Virtual functions in derived classes

The truth is in a  class hierarchy of several levels if we want a function at any level to be called through a base class pointer then the function must be declared as virtual in the base class but defining it as virtual in any intermediate class won’t work

#include <iostream>
using namespace std;
class base
{
public:
    virtual void fun1()
    {
        cout<<endl<<"in base::fun1";
    }
};
class derived:public base
{
public:
    void fun1()
    {
        cout<<endl<<"in derived::fun1";
    }
     void fun2()
    {
        cout<<endl<<"in derived::fun2";
    }
    };
int main()
{
  base *ptr1, *ptr2;
  base b;
  derived d;
  ptr1=&b;
  ptr2=&d;
  ptr1->fun1();
  ptr2->fun1();
  ptr2->fun2();// ERROR//use((derived*)ptr2)->fun2();
    return 0;
}

The problem here is that the compiler is working only with a pointer to a base class object

In reality, the base class doesn’t have the fun2() function so, the compiler cannot allow a call to fun2()
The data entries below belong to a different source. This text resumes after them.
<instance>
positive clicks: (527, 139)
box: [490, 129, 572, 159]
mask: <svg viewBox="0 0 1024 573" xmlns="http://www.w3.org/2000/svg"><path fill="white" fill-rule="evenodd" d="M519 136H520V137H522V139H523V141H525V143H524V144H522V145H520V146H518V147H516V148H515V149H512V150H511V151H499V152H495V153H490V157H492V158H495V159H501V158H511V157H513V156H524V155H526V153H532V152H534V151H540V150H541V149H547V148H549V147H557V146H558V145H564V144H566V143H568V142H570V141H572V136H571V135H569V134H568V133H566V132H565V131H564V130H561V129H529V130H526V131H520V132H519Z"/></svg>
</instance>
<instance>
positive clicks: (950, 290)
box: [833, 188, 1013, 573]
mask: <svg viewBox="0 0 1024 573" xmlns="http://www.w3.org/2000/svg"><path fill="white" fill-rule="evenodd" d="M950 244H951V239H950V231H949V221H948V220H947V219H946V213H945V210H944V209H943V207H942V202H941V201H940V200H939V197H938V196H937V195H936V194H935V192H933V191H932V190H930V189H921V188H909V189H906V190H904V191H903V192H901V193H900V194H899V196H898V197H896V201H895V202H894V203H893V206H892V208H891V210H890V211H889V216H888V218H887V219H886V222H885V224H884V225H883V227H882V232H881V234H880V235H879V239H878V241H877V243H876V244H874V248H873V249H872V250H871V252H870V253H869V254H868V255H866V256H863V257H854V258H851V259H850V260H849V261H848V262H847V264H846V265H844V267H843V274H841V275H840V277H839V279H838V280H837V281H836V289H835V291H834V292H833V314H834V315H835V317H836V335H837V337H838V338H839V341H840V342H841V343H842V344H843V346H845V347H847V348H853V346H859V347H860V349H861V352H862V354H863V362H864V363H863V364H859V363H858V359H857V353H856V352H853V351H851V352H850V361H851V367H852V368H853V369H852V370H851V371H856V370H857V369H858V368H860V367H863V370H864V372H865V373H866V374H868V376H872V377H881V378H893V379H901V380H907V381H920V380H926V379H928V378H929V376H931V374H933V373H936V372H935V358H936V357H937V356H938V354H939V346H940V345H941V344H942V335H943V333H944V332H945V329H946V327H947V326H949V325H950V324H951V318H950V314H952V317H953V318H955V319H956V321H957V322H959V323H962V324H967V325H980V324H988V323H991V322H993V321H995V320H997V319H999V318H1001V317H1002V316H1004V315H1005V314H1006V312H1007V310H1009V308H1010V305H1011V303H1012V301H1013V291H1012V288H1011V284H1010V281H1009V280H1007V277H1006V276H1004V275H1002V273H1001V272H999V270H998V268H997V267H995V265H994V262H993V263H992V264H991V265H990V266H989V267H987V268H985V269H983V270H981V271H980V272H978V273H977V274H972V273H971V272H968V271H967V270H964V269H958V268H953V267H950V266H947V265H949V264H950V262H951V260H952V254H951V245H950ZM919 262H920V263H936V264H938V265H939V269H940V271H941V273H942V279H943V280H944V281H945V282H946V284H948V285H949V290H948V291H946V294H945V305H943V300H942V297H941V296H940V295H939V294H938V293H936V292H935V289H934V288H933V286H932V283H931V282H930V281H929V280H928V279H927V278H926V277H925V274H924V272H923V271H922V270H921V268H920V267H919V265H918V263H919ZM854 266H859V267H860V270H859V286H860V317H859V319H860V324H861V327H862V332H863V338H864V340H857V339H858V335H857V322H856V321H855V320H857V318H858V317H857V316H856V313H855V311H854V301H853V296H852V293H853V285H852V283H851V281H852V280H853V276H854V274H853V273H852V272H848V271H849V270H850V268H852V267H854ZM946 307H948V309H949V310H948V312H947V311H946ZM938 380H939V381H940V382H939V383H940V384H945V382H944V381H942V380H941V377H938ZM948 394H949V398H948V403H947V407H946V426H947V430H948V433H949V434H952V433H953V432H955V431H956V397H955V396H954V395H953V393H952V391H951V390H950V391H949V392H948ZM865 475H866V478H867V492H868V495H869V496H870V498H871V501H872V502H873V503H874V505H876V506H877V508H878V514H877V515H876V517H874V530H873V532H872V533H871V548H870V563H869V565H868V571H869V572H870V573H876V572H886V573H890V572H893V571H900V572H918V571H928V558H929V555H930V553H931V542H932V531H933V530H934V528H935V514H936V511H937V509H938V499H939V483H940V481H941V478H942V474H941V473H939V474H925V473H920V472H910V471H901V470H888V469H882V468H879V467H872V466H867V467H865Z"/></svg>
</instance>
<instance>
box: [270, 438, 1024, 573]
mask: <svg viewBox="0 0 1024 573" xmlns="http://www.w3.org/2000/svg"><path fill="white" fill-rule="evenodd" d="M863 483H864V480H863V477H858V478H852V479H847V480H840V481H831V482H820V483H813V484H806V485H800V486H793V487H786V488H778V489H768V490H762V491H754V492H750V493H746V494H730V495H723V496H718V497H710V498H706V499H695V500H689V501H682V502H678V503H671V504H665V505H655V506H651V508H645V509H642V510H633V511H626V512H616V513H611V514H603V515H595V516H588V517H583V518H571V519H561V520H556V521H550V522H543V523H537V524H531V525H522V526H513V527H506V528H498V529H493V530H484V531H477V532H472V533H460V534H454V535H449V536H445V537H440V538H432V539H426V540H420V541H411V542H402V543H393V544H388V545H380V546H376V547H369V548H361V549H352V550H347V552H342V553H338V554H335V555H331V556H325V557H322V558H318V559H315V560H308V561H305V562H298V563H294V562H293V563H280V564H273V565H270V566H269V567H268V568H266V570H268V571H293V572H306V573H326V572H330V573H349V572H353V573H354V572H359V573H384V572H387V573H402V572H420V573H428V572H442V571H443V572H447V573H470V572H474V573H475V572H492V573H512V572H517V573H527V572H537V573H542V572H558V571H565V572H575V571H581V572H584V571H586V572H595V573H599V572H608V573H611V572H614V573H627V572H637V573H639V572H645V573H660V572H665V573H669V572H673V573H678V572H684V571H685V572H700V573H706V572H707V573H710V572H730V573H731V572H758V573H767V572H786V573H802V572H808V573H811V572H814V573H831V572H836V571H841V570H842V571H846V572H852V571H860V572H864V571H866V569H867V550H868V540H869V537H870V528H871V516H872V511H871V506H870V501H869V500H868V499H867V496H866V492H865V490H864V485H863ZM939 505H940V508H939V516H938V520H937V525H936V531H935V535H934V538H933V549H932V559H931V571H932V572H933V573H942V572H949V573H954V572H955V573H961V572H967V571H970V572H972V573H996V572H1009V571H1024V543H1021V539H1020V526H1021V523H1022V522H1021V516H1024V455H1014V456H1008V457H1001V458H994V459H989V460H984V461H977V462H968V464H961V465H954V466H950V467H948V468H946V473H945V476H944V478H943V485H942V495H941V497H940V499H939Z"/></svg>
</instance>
which means the compiler will not know that you are working with a derived object if it has only a pointer to a base class object

As can be seen, the compiler reports an error for the below statement

ptr2->fun2();// ERROR

If the base class doesn’t have the fun2() then the compiler will not know that you are working with a derived object when it has only a pointer to a base class object

However, you can remove this error message by casting the base class pointer

((derived*)ptr2)->fun2();